Special Report: Trafficking Innocence, A Hidden Epidemic

“What all is involved and how cruel and horrific of a world it is, it’s got to stop. One way or another it’s got to stop.”

You may have heard the term “human trafficking,” but are you even sure what it is?

Could you spot the signs that its happening?

Michigan is in the top 10 nationwide for this disturbing crime and it could even be affecting people you know.

Human trafficking is modern day slavery.

Girls around the age of 12 sold for sex and held by fear.

You may think it’s a crime that only happens in big-metro areas, but it is happening right here in Northern Michigan.

“Misconception is we are isolated up here, nothing ever happens in the UP, that’s not true at all,” said special agent Todd Wilton.

Todd Wilton is a special agent for the U.S. Department of Homeland Security.

He spends his days tracking down traffickers and those who “buy” victims.

“Unfortunately, it is what it is, but for us we are seeing more human trafficking in the Upper Peninsula and even the northern lower. The majority of it is occurring through the cyber world,” added Wilton.

On websites like Craigslist or even Facebook, where cryptic ads are fronts for selling young girls for sex.

“They’ll put on ads of the trafficking victims for solicitation purposes, and potential johns will find the ads and respond to them. It’s masked as escort service or dating service or something along those lines,” explained Wilton.

But who are the victims and how do they get taken by traffickers?

In reality, victims are likely never taken and lead seemingly normal lives, but it’s a life wrapped in fear and abuse

“You will never know that the kid you go to school with, their trafficker takes them down to Grand Rapids to a convention and prostitutes them out to a group of businessmen,” said Betsy Huggett.

Betsy Huggett is the Executive Director of the Diane Peppler Resource Center in Sault Ste. Marie.

“Particularly in this area, there’s things going on where girls lives are ruined, they are absolutely ruined,” added Huggett.

She works with victims on a daily basis.

Huggett says traffickers early on will promise gifts or money and later use fear of violence or humiliation to keep victims trapped.

“You never know what they are holding over that person,” she added.

In many cases the victims are no strangers to their traffickers.

“We’ve had situations where the person doing the trafficking was a family friend.

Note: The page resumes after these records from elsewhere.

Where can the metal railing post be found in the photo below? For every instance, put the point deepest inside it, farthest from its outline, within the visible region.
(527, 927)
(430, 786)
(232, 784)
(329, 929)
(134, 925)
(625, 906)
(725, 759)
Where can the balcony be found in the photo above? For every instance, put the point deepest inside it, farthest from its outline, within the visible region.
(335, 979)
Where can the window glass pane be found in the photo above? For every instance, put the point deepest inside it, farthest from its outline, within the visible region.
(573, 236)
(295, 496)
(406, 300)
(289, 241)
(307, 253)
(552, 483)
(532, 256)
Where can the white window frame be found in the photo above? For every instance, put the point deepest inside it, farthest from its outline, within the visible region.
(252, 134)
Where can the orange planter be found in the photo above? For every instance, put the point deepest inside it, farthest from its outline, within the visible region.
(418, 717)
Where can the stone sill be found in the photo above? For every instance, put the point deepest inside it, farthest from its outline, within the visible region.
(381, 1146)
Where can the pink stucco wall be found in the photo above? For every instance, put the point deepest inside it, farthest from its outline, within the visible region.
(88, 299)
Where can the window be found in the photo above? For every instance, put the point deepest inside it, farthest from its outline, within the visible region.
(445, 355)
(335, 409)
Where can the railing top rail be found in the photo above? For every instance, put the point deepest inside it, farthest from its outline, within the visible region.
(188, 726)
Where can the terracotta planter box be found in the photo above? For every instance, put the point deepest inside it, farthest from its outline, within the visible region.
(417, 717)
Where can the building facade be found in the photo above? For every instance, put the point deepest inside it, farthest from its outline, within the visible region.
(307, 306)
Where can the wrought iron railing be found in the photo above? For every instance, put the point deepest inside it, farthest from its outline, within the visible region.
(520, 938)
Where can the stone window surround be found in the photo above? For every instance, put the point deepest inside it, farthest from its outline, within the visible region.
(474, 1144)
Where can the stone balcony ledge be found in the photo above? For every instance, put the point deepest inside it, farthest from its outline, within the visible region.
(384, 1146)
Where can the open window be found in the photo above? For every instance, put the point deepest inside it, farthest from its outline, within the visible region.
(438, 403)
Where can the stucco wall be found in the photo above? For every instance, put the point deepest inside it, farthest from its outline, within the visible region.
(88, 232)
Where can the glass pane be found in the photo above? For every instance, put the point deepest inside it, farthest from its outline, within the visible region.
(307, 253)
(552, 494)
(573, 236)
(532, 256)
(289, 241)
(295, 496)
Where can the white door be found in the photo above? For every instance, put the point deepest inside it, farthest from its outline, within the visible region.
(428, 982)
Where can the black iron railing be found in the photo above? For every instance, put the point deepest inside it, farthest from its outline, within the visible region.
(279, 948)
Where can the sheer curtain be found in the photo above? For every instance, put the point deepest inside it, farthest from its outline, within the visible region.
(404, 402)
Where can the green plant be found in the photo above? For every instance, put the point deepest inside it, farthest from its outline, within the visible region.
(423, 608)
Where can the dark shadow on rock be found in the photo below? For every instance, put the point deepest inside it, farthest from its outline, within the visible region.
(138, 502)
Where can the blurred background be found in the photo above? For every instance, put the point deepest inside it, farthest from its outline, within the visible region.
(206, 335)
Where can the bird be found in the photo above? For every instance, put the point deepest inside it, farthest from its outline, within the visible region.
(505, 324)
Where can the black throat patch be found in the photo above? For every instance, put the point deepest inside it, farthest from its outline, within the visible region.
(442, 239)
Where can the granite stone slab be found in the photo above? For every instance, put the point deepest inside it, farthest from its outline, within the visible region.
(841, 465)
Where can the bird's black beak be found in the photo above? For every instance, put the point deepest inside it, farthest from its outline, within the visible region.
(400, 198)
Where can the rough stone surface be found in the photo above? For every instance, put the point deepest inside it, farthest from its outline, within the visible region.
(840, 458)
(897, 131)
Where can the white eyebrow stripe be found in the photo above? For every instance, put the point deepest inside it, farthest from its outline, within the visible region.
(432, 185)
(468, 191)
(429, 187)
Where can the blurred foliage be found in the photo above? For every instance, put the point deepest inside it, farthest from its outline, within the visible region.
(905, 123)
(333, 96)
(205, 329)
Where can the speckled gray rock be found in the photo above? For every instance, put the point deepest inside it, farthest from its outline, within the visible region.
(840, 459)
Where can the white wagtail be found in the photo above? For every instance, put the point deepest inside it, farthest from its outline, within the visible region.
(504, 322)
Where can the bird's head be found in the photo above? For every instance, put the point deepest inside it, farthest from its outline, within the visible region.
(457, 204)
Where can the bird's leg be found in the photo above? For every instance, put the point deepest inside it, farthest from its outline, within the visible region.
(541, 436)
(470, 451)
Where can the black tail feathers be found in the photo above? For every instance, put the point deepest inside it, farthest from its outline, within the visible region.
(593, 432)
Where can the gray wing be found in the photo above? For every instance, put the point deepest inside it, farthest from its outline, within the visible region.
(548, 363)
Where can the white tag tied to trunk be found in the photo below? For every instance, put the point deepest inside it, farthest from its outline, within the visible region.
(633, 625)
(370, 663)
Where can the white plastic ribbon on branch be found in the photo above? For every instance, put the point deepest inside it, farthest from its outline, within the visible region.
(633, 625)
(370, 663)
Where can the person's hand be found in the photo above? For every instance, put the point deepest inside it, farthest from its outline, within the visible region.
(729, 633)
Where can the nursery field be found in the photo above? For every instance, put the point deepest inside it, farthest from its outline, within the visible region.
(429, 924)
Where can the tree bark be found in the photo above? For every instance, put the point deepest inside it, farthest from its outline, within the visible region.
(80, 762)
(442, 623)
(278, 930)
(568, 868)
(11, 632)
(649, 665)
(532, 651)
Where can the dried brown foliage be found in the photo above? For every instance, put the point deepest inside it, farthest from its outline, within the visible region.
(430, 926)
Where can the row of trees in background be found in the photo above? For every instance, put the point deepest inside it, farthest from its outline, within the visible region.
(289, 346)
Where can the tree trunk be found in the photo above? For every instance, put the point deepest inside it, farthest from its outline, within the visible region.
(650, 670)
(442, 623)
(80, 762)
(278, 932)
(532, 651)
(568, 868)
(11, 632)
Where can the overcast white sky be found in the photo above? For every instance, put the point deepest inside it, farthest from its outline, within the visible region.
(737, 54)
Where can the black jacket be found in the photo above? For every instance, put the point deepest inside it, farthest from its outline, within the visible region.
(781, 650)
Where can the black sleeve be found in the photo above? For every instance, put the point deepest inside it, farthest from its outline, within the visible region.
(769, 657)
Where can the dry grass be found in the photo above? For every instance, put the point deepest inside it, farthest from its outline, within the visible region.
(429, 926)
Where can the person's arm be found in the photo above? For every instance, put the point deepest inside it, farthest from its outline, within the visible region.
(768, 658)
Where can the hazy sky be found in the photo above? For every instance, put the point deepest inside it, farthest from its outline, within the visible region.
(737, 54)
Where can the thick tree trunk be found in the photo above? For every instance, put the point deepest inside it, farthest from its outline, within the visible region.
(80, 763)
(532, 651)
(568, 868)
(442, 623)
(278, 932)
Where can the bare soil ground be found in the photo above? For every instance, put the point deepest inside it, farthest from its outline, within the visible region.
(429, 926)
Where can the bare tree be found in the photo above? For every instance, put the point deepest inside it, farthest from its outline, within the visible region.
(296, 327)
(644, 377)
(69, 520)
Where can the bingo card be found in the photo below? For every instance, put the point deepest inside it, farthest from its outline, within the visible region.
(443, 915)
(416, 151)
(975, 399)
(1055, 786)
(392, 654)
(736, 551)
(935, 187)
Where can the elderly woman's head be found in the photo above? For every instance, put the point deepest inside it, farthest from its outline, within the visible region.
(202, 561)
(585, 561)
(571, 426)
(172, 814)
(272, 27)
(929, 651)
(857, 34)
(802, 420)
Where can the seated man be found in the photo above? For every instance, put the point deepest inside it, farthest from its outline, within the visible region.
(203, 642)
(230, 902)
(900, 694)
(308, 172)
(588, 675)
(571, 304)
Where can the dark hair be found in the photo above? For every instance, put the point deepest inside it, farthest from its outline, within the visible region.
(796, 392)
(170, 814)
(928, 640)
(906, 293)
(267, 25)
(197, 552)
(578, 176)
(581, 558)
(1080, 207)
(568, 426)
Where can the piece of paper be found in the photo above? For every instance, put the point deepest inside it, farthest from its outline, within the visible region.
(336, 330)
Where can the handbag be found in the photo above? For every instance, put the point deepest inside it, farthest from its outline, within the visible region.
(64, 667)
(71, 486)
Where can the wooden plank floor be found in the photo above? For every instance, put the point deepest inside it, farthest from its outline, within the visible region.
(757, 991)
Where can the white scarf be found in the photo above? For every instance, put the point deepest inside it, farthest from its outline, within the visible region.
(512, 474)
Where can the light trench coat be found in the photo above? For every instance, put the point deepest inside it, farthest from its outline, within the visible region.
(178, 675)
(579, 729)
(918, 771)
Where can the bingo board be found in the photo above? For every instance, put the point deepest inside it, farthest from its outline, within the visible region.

They would come into the home and they would have dinner with the family, and then hey teenage daughter would you like to make some money on the weekends babysitting for our friends,” explained Betsy.

“By the time you realize what’s going on, you can’t get out.”

It’s an epidemic that continues to grow and while people like Betsy and Special Agent Wilton work the frontlines, they need help from parents and the public to save the abused and prevent it from happening to others.

“Be involved as a parent, be involved in your kids’ lives, know what’s going on with them on the internet, know who their friends are. If your kids are coming home with devices that you did not buy for them or if they are coming home with new clothes, start asking a lot of questions,” added Betsy.

“My opinion the only way we can stop it is with the help of the public. The goal is to stop human trafficking once and for all,” said Wilton.

If you are a victim seeking counseling please call the Diane Peppler Resource Center at 906-635-0566.

And if you have any information or think you may have spotted a sign of human trafficking, please call your local law enforcement or the National Human Trafficking Hotline at 1-888-373-7888.

Your information is confidential and it could help save one person from modern day slavery.